The Department strongly supports this bill’s purpose, which is to impart critical business knowledge and provide technical assistance to entrepreneurs and start-up enterprises in American Indian and Alaska Native (AI/AN) communities. Should S. 3261 be enacted, the Department would evaluate the incubator grant proposals, disburse grant funding, and provide the on-site audits and monitoring of incubators described in the bill.
We note that section 4 of S. 3261 contains very detailed and prescriptive requirements related to establishment of the program, the application and selection process, and the evaluation process. We would like to work with the Committee to simplify these requirements to ensure that the program can be flexibly implemented. The Department is committed to working with the Committee to improve S. 3261.

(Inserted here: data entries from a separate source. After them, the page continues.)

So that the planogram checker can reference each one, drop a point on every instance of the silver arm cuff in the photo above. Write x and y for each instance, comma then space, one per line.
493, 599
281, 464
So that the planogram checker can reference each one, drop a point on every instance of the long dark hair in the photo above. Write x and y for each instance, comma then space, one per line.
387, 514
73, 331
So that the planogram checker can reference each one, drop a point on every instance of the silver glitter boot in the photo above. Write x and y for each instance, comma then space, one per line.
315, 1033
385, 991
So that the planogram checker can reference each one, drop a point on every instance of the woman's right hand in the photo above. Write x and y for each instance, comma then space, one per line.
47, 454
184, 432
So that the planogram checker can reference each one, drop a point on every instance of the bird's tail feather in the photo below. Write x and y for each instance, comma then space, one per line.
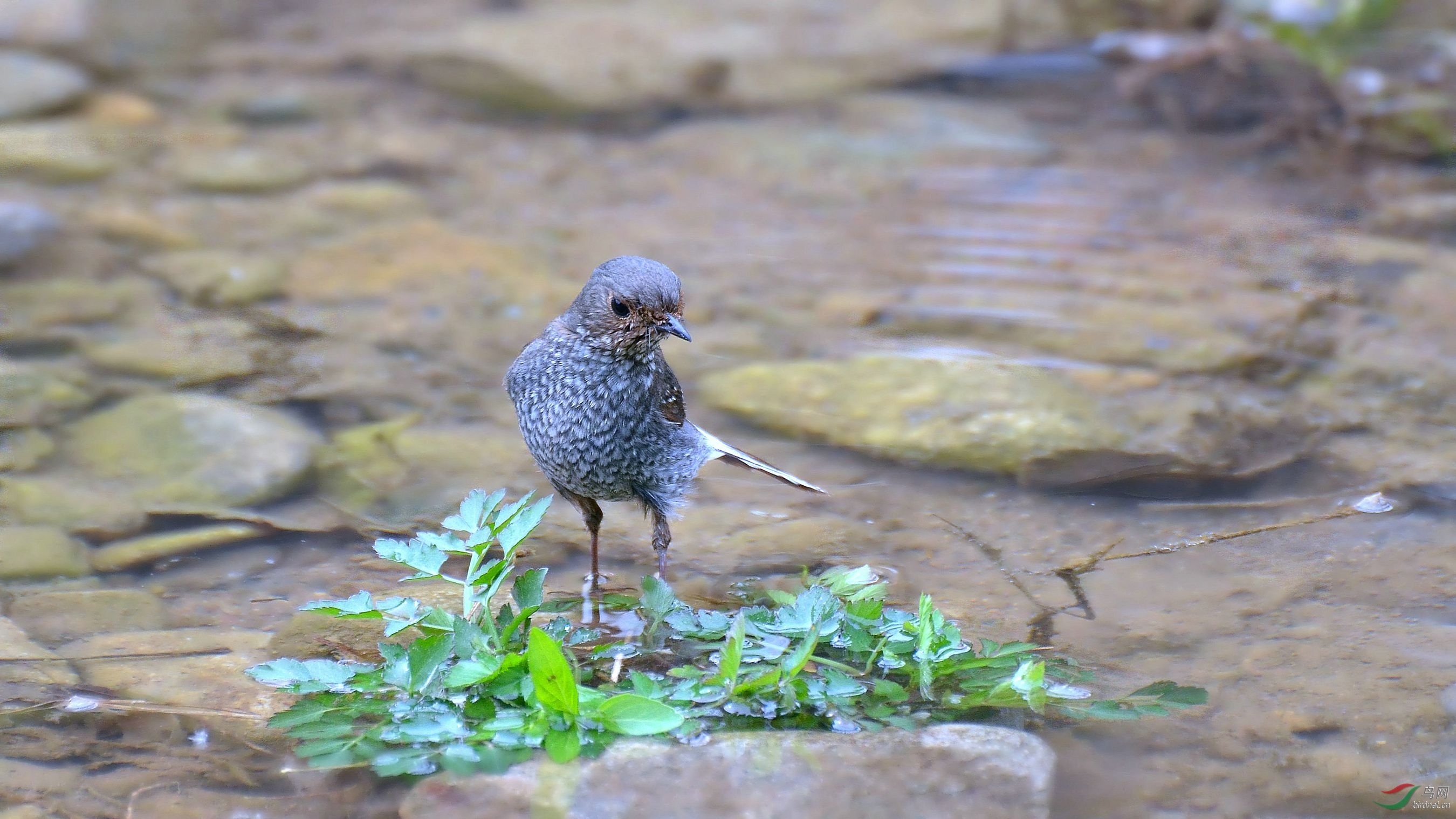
740, 459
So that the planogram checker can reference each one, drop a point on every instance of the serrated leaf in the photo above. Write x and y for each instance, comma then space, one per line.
417, 555
657, 598
551, 671
634, 715
562, 745
730, 658
527, 591
425, 657
521, 526
891, 691
360, 604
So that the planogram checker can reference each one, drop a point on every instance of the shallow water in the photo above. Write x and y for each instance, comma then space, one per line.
1068, 240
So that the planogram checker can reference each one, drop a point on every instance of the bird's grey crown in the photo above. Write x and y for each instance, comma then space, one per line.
643, 281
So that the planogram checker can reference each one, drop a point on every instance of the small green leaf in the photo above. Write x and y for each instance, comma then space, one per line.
891, 691
562, 745
527, 590
658, 598
552, 676
730, 658
359, 605
417, 555
469, 672
521, 526
638, 716
425, 657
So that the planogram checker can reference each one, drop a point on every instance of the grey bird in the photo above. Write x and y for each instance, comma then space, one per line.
602, 411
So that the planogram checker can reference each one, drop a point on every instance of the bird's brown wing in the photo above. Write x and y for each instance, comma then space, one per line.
667, 393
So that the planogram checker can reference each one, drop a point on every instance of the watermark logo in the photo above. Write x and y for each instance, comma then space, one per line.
1430, 796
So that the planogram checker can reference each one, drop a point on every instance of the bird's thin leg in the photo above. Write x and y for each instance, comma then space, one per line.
662, 539
592, 517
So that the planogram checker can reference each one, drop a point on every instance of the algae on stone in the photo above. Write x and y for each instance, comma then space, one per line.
241, 171
31, 395
70, 503
41, 552
24, 449
148, 549
193, 449
60, 616
956, 414
204, 680
1050, 428
184, 353
219, 278
15, 645
53, 153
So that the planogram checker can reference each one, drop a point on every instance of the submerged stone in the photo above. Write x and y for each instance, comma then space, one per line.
34, 307
953, 414
63, 616
53, 153
191, 449
41, 552
242, 171
31, 395
211, 677
72, 504
32, 85
149, 549
15, 645
24, 228
651, 57
782, 545
1050, 428
312, 635
400, 476
219, 278
951, 770
425, 257
136, 226
187, 353
24, 449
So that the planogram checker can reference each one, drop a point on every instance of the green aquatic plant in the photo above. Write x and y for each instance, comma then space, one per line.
487, 686
1330, 34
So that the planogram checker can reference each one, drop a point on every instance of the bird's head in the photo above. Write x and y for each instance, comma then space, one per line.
628, 306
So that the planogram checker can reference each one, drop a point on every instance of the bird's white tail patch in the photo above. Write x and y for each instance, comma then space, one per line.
740, 459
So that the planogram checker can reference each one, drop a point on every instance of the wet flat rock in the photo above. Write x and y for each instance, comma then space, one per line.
1050, 428
954, 770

Currently, Indian Affairs’ Office of Energy and Economic Development prepares and publishes online technical assistance primers for use by Native entrepreneurs on topics such as “Choosing a Tribal Business Structure,” “Making an Effective Business Presentation,” “Financing a Tribal or Native Owned Business,” and “Procurement Opportunities for Native Americans,” among others. S. 3261 strengthens this work by facilitating on the ground technical assistance to Native entrepreneurs.
There are structural barriers to economic development that are unique to Indian Country which both prevent interested entrepreneurs from coming forward and existing ones from being successful. First, Native entrepreneurs lack access to capital. Eighty-six percent of tribal lands do not have a bank and 15 percent of AI/AN live 100 miles or more from a bank. Of financial institutions on or near AI/AN communities, only 33 percent offer start-up loans, 29 percent offer small business loans, and just 26 percent offer micro business loans (1). Too many Native American communities are in poverty because of the unavailability of hands-on technical training centers for Native American business men and women to build and sustain businesses. Second, small businesses are not yet creating enough employment opportunities in Native communities (2). Right now, only 13 percent of AI/AN entrepreneurs have entrepreneur parents, compared to 75 percent in the general population (3). The incubators envisioned in S. 3261 would address the dearth of Native entrepreneurs and small businesses by providing critical know-how to aspiring entrepreneurs.
Thank you for the Department the opportunity to provide testimony on S. 3261. The Department supports S. 3261. I am available to answer any questions the Committee may have.
1 Drew Tulchin and Jessica Shortall, “Small Business Incubation and Its Prospects in Indian Country,” Social Enterprise Associates, December 2008, p. 1.
2 According to the U.S. Small Business Administration, small businesses account for two-thirds of new jobs. See, Brookings Policy Brief Series #175, “The Future of Small Business Entrepreneurship: Jobs Generator for the U.S. Economy,” May 10, 2012.
3 Ibid., Tulchin and Shortall, p. 2.